Członkowie Rejonowego Komitetu Obywatelskiego Ziemi Biłgorajskiej twierdzą, że burmistrz Biłograja rzuca im kłody pod nogi.
- Nasz komitet skupia ok. 80 członków i wielu sympatyków - podkreśla Marian Jagusiewicz, przewodniczący RKOZB. - Są to często ludzie, którzy byli prześladowani przez komunistów, starzy lub schorowani. Oni muszą mieć odpowiednie warunki. Burmistrz jednak od dawna nas nie znosi i chce nas pozbawić siedziby. Dlaczego? Bo ośmielamy się mówić prawdę!
Członkowie RKOZB spotykają się w budynku przy ul. Kościuszki w Biłgoraju od 1992 r. nawet po kilka razy w miesiącu. Mieszczą się tam również biura i siedziby miejscowych organizacji społecznych (m.in. Polskiego Związku Niewidomych). Członkowie RKOZB nie płacili za swój lokal ani grosza. Nie musieli, bo mieli "zezwolenie” jeszcze od poprzedniego burmistrza Stefana Oleszczaka.
- Nie mamy dochodów, jesteśmy organizacją społeczną - tłumaczy Jagusiewicz. -Ale nowy burmistrz chciał, żebyśmy płacili za wynajem. Jak można? A potem zabronił nam korzystać z sali konferencyjnej i chciał, abyśmy zdjęli nasze plakaty i tablice informacyjne (m.in. w obronie Radia Maryja i przeciw ostatniej książce Grossa - red.). Kilka tygodni temu zaatakował je... spychaczem! Nie pozwala nam też utworzyć izby pamięci samorządowca. Ale ostatnio przeszedł sam siebie!

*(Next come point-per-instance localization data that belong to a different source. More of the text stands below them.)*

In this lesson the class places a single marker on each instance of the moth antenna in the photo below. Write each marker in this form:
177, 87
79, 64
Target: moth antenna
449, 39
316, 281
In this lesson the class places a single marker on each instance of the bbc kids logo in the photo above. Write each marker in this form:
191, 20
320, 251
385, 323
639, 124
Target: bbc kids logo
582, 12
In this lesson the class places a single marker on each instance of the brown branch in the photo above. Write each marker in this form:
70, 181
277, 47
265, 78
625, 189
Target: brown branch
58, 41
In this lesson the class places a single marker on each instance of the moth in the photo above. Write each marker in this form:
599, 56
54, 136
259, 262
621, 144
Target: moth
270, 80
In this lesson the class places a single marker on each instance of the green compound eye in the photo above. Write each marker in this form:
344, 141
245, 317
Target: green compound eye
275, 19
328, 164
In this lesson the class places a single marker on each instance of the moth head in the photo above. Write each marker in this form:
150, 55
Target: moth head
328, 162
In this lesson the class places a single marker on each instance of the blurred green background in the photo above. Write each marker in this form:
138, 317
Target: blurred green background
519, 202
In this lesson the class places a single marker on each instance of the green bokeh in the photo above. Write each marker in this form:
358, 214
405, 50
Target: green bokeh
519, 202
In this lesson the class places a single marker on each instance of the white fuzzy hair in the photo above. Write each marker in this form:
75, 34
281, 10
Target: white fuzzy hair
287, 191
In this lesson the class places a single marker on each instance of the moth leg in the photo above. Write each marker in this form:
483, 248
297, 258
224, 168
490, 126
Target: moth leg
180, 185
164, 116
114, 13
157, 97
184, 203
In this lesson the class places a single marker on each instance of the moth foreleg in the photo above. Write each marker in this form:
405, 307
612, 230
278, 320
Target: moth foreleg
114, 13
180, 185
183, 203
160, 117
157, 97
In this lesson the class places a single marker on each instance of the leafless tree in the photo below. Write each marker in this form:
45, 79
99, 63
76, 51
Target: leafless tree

Członkowie RKOZB w ub. tygodniu napisali list otwarty do burmistrza i starosty biłgorajskiego w sprawie uznania posła Janusza Palikota za persona non grata.
Miała to być reakcja na nazwanie przez niego ojca Tadeusza Rydzyka belzebubem z Torunia (o sprawie pisaliśmy wczoraj). - Zamiast zająć się tą sprawą, burmistrz założył nam właśnie w sądzie sprawę o eksmisję! - złości się Jagusiewicz. - To reakcja na list! To naprawdę niepoważne i żenujące.
Janusz Rosłan, burmistrz Biłgoraja, wielokrotnie podkreślał, że Jagusiewicz i jego komitet prowadzą działalność polityczną, a nie społeczną. Świadczą o tym m.in. tablice informacyjne stojące bez aprobaty magistratu przy jednej z głównych ulic w Biłgoraju. Poza tym, RKOZB zajmowało się m.in. tropieniem tajnych współpracownikow SB, ujawniało ich imiona i... pierwsze litery nazwisk, a potem wysyłało do nich "braterskie upomnienia”.
- Ale wymówienie siedziby nie ma politycznego podłoża, ani nie jest związane z panem Palikotem - zapewnia Rosłan. - Nikogo nie prześladujemy. To są chyba jakieś urojenia pana Jagusiewicza. Chcemy jedynie budynek wyremontować, bo jesteśmy jego właścicielami. RKOZB się na to nie zgadza. Sprawa ciągnie się już od 2 lat! Musieliśmy ją skierować do sądu. On rozstrzygnie, kto ma rację.